Сказки из подполья (Нурушев) - страница 65

Я помню, что был спокоен и даже не сдвинулся с места, а лишь равнодушно взирал на эту картину: белый город под багровым небом, под сверканием черных светил. Я не сдвинулся и тогда, когда, вздрогнув от внезапного толчка, словно карточные начали рушиться одно за другим здания. И превратились в безмолвные курганы. А с ними рассыпались в прах неподвижные, скованные немым ужасом фигурки людей, оставив лишь горстки песка — серого и грязного. Прах в прах, тлен в тлен…

И тянулись над мертвым городом мертвые лебеди. Я почему-то знал, что они мертвы, но они всё так же, со слепым, уже ни во что не верящим упорством летели куда-то вдаль, на юг, в те теплые, но не существующие края, в отчаянной надежде всё же достигнуть их и навсегда покинуть этот мир-кладбище, насквозь пропахший тоской и безысходностью. И прощально кричали пронзительными голосами — белые-белые, ослепительно белые в истекающем кровью небе, сверкая белоснежными крыльями в темных лучах, отливая белизной под светом угольных звезд. Они летели под нескончаемым алым дождем, но крылья оставались белыми, и ветер разносил крики по бескрайним просторам застывшего мира — мира вечности и тишины.

Я помню, что вдруг охватил непонятный смех, — я смеялся и не мог остановиться. Вот она, ваша новая земля и новое небо! И ни плача, ни вопля теперь больше не будет, ибо уже некому, и прежнее миновало…

Я уткнулся в холодное стекло. Откуда такие сны? Я же твердо помнил, что не спал, когда видел всё это, — я действительно стоял тогда у окна. Но город — на месте, и небо обычное, голубое. Или наваждение, что вижу сейчас, а города уже нет? Я усмехнулся — «всемирный иллюзион» продолжает работу. Только почему-то хочется крикнуть: сапожники! смените ленту!
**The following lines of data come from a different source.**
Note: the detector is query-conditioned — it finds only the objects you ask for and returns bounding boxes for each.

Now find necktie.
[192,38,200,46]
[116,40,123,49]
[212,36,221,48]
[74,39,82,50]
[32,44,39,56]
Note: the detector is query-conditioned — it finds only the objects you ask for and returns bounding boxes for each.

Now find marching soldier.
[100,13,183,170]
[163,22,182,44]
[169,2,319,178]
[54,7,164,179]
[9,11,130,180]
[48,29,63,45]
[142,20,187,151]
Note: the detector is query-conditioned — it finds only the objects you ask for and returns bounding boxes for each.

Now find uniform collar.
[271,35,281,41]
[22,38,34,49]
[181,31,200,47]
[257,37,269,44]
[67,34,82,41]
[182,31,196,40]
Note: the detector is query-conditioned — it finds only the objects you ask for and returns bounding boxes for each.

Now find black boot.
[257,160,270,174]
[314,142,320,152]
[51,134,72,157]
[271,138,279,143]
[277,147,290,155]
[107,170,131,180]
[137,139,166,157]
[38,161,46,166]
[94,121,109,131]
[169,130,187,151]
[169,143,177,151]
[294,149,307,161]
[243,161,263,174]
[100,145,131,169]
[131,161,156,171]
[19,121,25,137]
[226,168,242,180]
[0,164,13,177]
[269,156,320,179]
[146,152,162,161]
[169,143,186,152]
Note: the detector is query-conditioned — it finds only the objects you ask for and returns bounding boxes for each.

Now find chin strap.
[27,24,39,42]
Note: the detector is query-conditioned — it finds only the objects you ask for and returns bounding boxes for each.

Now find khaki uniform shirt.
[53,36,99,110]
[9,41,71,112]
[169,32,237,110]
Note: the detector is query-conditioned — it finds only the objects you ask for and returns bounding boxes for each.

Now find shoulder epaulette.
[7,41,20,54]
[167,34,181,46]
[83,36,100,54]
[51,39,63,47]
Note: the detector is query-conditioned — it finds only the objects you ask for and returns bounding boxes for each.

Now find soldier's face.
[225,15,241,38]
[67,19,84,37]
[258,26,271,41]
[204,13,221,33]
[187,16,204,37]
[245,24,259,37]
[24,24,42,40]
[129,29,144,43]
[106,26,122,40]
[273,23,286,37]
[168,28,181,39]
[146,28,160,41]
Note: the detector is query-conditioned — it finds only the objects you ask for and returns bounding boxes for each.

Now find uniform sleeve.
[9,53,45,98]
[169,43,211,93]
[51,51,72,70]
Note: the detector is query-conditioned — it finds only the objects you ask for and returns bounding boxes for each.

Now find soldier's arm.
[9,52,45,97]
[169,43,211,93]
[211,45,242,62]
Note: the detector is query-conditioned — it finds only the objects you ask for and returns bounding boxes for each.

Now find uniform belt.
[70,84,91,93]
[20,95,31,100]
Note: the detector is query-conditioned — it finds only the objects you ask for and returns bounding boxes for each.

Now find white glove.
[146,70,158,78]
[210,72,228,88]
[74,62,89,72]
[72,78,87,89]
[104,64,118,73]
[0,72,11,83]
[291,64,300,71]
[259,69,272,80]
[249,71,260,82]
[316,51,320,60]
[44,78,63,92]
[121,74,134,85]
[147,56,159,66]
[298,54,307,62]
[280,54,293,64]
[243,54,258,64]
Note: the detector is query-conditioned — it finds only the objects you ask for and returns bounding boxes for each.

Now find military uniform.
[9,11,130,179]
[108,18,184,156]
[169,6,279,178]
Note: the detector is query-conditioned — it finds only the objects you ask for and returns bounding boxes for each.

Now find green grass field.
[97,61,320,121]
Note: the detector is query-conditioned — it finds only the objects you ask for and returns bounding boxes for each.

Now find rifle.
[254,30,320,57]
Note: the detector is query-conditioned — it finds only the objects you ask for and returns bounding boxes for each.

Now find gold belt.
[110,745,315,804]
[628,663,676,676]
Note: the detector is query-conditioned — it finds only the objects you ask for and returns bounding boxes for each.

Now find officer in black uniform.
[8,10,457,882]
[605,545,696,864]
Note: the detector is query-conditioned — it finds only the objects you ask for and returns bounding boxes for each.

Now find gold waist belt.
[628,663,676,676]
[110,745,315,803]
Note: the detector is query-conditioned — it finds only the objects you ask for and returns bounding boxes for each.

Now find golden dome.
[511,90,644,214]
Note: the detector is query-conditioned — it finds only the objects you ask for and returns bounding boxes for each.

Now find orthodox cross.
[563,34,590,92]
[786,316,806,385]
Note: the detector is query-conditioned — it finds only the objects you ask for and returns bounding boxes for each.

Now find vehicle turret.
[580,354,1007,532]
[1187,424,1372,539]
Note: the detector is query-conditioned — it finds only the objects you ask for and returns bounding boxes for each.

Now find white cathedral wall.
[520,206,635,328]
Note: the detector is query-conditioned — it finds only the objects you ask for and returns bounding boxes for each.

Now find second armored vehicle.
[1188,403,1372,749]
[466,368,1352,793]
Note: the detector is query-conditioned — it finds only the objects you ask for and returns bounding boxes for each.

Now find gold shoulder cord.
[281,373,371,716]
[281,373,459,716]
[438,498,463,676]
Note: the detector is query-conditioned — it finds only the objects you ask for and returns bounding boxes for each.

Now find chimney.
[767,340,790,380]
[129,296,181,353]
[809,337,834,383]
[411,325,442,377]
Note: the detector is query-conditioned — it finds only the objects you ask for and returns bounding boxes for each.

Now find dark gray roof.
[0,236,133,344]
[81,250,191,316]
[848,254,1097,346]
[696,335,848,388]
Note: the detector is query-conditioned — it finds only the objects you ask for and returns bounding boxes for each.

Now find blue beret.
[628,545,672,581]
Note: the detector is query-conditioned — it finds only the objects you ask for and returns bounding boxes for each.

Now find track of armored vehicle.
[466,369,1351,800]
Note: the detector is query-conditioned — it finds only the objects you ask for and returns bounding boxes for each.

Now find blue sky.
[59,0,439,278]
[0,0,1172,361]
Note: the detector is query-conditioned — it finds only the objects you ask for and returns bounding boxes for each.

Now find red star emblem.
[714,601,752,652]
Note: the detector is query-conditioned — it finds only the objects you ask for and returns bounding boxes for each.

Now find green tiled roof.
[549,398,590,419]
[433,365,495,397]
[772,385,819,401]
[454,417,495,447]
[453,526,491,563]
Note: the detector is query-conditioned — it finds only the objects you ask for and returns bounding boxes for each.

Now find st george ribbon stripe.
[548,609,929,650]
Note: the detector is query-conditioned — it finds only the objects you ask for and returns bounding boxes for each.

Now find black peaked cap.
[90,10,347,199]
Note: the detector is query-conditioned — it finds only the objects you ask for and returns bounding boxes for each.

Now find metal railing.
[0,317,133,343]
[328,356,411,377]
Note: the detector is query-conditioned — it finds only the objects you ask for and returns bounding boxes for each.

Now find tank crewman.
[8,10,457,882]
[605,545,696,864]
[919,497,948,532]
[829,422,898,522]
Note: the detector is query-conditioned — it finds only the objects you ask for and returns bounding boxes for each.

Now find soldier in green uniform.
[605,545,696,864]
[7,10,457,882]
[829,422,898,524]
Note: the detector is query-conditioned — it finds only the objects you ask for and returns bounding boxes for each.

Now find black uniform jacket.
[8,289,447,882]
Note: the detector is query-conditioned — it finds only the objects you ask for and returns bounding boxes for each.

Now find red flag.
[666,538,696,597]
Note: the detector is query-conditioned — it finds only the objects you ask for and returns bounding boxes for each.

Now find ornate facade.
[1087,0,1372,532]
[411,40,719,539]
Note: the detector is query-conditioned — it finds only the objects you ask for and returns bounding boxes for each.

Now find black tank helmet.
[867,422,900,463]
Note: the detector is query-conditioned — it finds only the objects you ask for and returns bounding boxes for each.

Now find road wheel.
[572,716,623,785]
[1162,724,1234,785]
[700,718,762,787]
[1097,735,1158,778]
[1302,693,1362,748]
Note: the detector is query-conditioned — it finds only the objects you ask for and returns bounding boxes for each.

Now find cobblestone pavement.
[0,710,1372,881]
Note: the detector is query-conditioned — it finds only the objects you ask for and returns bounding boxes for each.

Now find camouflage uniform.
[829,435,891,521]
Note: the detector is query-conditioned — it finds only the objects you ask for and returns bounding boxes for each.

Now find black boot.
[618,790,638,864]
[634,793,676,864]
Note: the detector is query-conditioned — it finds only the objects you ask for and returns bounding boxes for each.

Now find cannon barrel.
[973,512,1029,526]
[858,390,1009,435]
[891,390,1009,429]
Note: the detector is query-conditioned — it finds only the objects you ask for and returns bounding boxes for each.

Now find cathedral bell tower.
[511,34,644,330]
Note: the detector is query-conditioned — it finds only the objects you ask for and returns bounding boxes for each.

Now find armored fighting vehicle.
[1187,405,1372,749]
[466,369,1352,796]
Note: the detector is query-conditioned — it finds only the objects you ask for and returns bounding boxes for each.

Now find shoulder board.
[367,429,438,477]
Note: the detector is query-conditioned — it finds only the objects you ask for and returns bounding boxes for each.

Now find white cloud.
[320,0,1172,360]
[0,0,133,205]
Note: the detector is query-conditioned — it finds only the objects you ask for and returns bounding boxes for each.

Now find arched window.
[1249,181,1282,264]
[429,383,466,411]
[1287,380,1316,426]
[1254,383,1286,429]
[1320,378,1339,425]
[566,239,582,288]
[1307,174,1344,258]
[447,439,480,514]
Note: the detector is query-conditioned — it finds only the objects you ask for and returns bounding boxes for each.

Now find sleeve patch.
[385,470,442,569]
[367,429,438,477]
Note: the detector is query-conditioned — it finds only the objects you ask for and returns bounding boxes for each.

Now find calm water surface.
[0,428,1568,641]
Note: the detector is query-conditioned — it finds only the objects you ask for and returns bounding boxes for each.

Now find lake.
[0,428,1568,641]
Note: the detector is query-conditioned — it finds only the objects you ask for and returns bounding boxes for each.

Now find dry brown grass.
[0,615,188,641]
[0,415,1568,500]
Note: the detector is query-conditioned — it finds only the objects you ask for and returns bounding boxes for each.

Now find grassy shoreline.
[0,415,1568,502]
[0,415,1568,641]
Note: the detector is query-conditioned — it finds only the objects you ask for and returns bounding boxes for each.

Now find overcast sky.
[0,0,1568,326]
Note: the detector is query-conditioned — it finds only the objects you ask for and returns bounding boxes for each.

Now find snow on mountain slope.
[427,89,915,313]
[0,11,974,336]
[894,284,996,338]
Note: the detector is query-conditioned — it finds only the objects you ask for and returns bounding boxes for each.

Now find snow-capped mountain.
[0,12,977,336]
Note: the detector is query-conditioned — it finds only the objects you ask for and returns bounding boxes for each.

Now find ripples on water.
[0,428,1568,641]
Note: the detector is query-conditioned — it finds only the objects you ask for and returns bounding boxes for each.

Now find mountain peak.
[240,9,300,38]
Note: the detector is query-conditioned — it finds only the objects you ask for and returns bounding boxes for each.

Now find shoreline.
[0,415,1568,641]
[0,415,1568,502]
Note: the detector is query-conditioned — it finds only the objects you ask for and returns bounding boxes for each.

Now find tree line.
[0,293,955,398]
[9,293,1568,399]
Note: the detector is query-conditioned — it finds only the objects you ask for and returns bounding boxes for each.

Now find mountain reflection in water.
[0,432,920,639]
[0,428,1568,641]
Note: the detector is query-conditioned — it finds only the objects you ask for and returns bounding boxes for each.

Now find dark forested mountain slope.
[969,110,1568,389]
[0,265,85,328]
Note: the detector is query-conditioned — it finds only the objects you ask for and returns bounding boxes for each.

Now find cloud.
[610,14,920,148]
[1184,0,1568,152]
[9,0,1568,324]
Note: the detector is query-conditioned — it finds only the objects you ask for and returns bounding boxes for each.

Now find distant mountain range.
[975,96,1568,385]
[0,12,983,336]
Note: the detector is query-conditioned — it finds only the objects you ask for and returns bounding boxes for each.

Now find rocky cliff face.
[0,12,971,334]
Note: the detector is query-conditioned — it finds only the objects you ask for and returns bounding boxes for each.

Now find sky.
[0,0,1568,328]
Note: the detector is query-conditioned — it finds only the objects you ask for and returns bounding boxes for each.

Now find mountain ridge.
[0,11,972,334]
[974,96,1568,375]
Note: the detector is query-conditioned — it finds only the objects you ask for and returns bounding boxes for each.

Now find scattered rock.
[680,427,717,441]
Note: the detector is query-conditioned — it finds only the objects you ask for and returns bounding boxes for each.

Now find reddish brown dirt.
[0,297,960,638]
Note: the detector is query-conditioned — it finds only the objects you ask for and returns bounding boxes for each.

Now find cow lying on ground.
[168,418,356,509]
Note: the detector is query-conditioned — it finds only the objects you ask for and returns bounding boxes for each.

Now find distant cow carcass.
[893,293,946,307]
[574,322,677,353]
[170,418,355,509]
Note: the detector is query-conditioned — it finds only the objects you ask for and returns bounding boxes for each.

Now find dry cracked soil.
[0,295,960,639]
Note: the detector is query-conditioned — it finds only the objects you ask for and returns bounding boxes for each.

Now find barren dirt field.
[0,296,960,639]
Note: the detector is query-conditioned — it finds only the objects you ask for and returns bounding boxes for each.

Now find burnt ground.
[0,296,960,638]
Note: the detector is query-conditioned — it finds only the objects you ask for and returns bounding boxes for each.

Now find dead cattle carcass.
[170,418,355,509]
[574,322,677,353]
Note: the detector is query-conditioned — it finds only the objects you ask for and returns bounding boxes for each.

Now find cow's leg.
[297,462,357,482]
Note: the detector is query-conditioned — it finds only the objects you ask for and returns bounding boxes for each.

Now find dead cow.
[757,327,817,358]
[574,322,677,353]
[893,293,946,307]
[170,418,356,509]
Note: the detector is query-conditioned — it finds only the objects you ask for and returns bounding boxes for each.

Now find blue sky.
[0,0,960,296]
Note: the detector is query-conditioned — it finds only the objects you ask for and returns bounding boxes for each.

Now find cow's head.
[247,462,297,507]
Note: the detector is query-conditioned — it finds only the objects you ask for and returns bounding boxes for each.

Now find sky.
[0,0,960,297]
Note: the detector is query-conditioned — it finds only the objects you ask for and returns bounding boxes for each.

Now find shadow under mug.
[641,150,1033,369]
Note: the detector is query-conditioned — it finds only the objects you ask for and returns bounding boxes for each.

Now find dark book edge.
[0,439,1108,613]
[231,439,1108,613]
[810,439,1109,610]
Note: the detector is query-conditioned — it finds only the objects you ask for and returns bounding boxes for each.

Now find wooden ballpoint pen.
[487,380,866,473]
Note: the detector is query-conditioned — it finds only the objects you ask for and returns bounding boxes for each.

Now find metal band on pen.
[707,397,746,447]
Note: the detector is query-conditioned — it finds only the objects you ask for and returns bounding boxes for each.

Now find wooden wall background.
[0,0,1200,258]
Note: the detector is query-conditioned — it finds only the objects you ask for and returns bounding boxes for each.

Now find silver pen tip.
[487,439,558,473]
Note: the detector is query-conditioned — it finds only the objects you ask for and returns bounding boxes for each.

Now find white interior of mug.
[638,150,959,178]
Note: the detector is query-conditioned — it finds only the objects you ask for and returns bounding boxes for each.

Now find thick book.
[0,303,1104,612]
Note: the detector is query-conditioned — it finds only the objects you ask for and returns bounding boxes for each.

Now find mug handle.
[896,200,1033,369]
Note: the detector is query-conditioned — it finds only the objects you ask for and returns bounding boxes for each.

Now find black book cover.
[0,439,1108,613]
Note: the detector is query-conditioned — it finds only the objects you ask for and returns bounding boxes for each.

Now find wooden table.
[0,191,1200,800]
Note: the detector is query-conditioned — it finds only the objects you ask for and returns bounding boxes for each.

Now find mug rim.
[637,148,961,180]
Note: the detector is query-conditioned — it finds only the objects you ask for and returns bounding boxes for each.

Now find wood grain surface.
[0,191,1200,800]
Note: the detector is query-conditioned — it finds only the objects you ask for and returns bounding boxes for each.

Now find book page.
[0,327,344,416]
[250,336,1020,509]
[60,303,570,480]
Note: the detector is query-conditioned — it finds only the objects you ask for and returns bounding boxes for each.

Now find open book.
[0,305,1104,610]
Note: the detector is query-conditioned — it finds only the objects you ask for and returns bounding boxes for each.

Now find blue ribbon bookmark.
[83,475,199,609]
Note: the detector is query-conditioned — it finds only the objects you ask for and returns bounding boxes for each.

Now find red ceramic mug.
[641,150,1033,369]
Хотя, скорее, «киномеханика» тут и нет, — только «аппарат» сам работает себе потихоньку, всеми забытый, и нас «развлекает». А может, предвиденье или, наоборот, было уже когда-то? Наверно, я больной человек, но я знал, что это знак, — что-то будет скоро, может даже завтра, может потому, что хочу этого. Завтра ведь мой день рождения — двадцать шесть лет, две чертовы дюжины…

XIII

…Я сидел на берегу, — речушка была небольшой, но быстрой, бравшей начало в горах. Река ворчала, шумела, фыркала, а я смотрел на заходящее солнце. Оно было сегодня необычным: огромное, словно распухшее от старости, занявшее половину небосвода, и самое странное, что на багровом диске отчетливо виднелись трещинки, как на лопнувшей яичной скорлупе. Что ж, наверно, недолго ему еще светить миру, — оно стало слишком старо, старо как мир, а он бился в агонии заката. И голос внутри шептал, что завтра, может, рассвета и не будет, но это будет завтра. Не знаю, почему так казалось, — может, потому, что хочу этого, — разве этого мало?